DevStore is the application store for the openEuler desktop version, acting as a developer-centric software distribution platform. It supports the search and rapid deployment of MCP servers and oeDeploy plugins. DevStore is provided out-of-the-box on the DevStation platform.

  • Rapid installation of MCP servers: Leveraging openEuler community's extensive software ecosystem, DevStore packages the software dependencies required for MCP server operations as standard RPM files. Using built-in service management tools, DevStore quickly deploys MCP servers in agent applications. It automatically solves software dependency and MCP configuration issues for users, greatly improving user experience. Currently, DevStore supports the deployment of over 80 MCP servers.
  • Quick plugin deployment: DevStore utilizes the oeDeploy tool to enable the rapid deployment of mainstream software, substantially reducing the setup time. The supported software categories include AI software (like Kubernetes, KubeRay, PyTorch, TensorFlow, and DeepSeek), toolchains (like EulerMaker and openEuler Intelligence), and RAG tools (like RAGFlow, Dify, and AnythingLLM).

CCA

Arm CCA utilizes the following core components working in synergy to construct a realm, an isolated and protected execution space. The realm is completely segregated from the normal world in terms of code execution and data access.

  • Realm: A realm is the core abstraction of CCA. It is a new execution environment that runs parallel to the normal world and secure world (TrustZone). It is hardware-isolated and designed to host sensitive code and data. It is independent of the host OS and Hypervisor, which can manage a realm but cannot access the content within.

  • Dynamic management: Hypervisor can dynamically create realms and allocate memory and CPU resources to them as required. However, once a realm is initialized, Hypervisor hands over control to the realm management monitor (RMM), a protected secure virtualization module, and can no longer access the data within the realm.

  • Memory management: CCA extends the system memory management unit (MMU) to identify and isolate realm memory. Any access attempt from outside the realm (including Hypervisor) is blocked by the hardware, ensuring data confidentiality.

  • Remote attestation: Each CCA-enabled processor has a unique, hardware-based identity. When a realm starts, it can generate an attestation token that is cryptographically signed by the hardware. Users can obtain this report, verify its signature, and check the component measurements to ensure that their workloads are running in a genuine, unaltered Arm CCA environment.

secGear Enhancements

The new architecture for virtCCA cVMs introduces a platform token. When the attestation agent requests data from a cVM, the resulting virtCCA token now includes a platform token.
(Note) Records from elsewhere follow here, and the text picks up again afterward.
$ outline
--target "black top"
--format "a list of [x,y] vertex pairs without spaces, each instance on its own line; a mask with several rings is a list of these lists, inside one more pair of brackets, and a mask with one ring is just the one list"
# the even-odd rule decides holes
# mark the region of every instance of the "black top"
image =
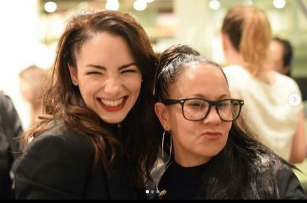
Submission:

The attestation service has been updated to accommodate this change:

  • The root and intermediate certificate algorithms have been upgraded from RSA to ECCP521.
  • The remote attestation process is enhanced with the addition of platform token signature verification and cVM token public key validation, completing the attestation chain.
  • The system now allows using policies to verify the version and hash of the virtCCA platform software components.
  • The attestation report now outputs the verification result of the platform software components based on policies.
  • The report also explicitly outputs whether the current virtCCA supports the platform token.
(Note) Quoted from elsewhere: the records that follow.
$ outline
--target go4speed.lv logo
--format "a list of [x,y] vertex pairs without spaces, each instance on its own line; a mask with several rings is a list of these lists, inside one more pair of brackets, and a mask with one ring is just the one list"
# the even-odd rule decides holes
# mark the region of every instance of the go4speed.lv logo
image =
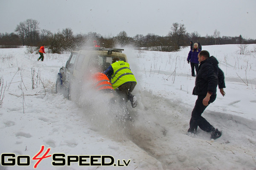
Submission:
[[[39,164],[43,159],[52,157],[53,166],[70,166],[71,162],[77,162],[79,166],[113,166],[118,167],[128,166],[131,160],[125,161],[122,159],[122,162],[120,160],[117,160],[117,162],[115,163],[114,158],[109,155],[68,155],[64,153],[54,153],[48,155],[51,148],[47,150],[41,157],[40,155],[43,153],[44,146],[41,147],[41,150],[32,158],[32,160],[37,161],[34,165],[34,168],[36,168]],[[30,165],[30,157],[27,155],[19,155],[17,158],[14,153],[2,153],[1,155],[1,165],[2,166],[29,166]]]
secGear retains the support for the legacy virtCCA remote attestation process. This is determined by whether the data sent from the attestation agent to the attestation service includes the platform token. If the token is absent, the system uses the legacy virtCCA remote attestation (certificate) process. In this case, the attestation policy cannot verify the related components, and the report will output vcca.is_platform as False, indicating that the current virtCCA implementation does not support the platform token.

virtCCA Enhancements

The current virtCCA architecture has this constraint: it only supports a boot mode where the kernel and rootfs are mounted separately. However, in mainstream cloud platforms, VMs typically rely on a GRUB bootloader. This requires integrating the Unified Extensible Firmware Interface (UEFI) firmware (like EDK2), kernel, and initial RAM file system (initramfs) into a single image, such as a QCOW2 file. The enhanced virtCCA addresses this by providing the following functions:

  • Single image encapsulation

    • Unified boot stack: virtCCA integrates the EDK2 firmware, GRUB bootloader, kernel, and initramfs into a QCOW2 image, creating a complete boot stack.
    • Streamlined boot process: GRUB uses a configuration file (grub.cfg) to locate the kernel path, which requires the kernel and initramfs to reside on the same file system, for example, ext4 or XFS.
  • Secure boot chain

    • Secure boot: EDK2 verifies the digital signatures of GRUB and the kernel, ensuring that the boot components have not been tampered with.
    • Hardware resource collaboration: virtCCA leverages UEFI runtime services to enumerate hardware devices, providing a virtualized resource pool for VM monitors like KVM.
  • Cloud native optimization

    virtCCA supports snapshot cloning and dynamic rootfs expansion (depending on cloud-init in initramfs).

oeAware Enhancements

Every oeAware plugin is a dynamic library that utilizes oeAware interfaces. The plugins comprise multiple instances that each contains several topics and deliver collection or sensing results to other plugins or external applications for tuning and analysis purposes.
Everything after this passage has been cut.